Bei Mykonos sieht man diese Gefahr nicht, schließlich könne man auch dann nochmals mit Abwehrmaßnahmen reagieren. Außerdem seien die Hürden, die die Software nach einem erkannten Angriff künstlich aufbaue, kaum von normalen Problemen bei Hacks zu unterscheiden. Firmenchef Koretz meint, viele Angreifer würden das dann als schlichtes Pech abtun und sich dann einem anderen Ziel widmen. "Es gibt nur eine endliche Anzahl an Hackern. Wenn man diese ganze Automatisierung bei Angriffen stoppt, hat man es plötzlich mit viel weniger Leuten zu tun." Servereinbrüche würden so zu etwas, das man leichter managen könne. "Das ist dann wie bei Bankraub, auf den Banken vorbereitet sind."

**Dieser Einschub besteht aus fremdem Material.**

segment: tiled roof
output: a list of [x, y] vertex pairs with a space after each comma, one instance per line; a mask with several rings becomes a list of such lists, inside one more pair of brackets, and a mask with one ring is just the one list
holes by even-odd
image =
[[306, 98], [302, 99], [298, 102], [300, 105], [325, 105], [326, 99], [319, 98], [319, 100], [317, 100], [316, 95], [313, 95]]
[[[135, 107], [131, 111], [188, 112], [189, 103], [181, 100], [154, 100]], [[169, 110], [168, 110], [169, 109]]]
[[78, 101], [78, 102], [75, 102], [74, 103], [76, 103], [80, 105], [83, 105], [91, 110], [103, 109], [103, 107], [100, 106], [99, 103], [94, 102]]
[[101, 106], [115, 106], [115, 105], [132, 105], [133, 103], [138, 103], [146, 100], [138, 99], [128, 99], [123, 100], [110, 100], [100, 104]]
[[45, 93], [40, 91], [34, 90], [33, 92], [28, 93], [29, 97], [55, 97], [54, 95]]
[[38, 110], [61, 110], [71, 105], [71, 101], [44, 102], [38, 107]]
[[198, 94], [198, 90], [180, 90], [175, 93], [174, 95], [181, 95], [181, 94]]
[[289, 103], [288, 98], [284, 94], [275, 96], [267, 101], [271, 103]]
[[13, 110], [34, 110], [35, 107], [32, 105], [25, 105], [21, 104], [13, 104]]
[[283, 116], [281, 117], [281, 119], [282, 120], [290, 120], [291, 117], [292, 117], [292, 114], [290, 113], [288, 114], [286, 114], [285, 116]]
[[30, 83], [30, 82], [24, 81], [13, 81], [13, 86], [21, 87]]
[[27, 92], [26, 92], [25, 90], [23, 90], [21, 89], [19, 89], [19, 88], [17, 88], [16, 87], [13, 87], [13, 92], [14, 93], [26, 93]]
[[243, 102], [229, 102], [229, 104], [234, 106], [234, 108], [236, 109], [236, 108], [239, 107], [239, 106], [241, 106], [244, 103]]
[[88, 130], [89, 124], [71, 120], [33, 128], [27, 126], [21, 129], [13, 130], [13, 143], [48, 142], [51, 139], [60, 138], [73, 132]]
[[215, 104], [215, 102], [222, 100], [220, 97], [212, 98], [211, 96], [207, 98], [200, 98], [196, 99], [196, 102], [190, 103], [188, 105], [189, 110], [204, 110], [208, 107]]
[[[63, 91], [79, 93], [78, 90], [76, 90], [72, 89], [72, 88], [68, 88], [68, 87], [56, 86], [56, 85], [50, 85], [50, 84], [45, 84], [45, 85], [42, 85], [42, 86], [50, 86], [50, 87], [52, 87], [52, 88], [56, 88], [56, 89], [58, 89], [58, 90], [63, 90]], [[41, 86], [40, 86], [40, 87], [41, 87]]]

Integration: Die Abwehrtechnik wird direkt im bestehenden System platziert.

(Bild: Mykonos)

Die Idee der Mykonos-Entwickler scheint in der Branche offenbar anzukommen: Vor wenigen Tagen übernahm der Netztechnikspezialist Juniper Networks, der unter anderem sogenannte Intrustion-Detection-Systeme zur Einbruchserkennung auf Internet-Servern verkauft, die Sicherheitsfirma. Immerhin 80 Millionen US-Dollar in Cash ließ man sich den Aufkauf kosten. Die Intrusion-Detection-Lösung von Juniper soll nun mit Mykonos' personalisierter Anti-Hacker-Technik kombiniert werden.

"Wir möchten den Return on Investment solcher Angriffe verändern. Hacking soll teuer, zeitaufwändig und anstrengend für die Täter werden", so ein Sprecher. Dabei wollen Juniper und Mykonos explizit auf falsche Daten und Hönigtöpfe setzen, mit denen böse Hacker an der Nase herumgeführt werden. Man müsse auch einmal von konventionellen Ideen Abstand nehmen, meinte dazu Nawaf Bitar, Bereichsleiter für das Sicherheitsgeschäft bei Juniper. (bsc)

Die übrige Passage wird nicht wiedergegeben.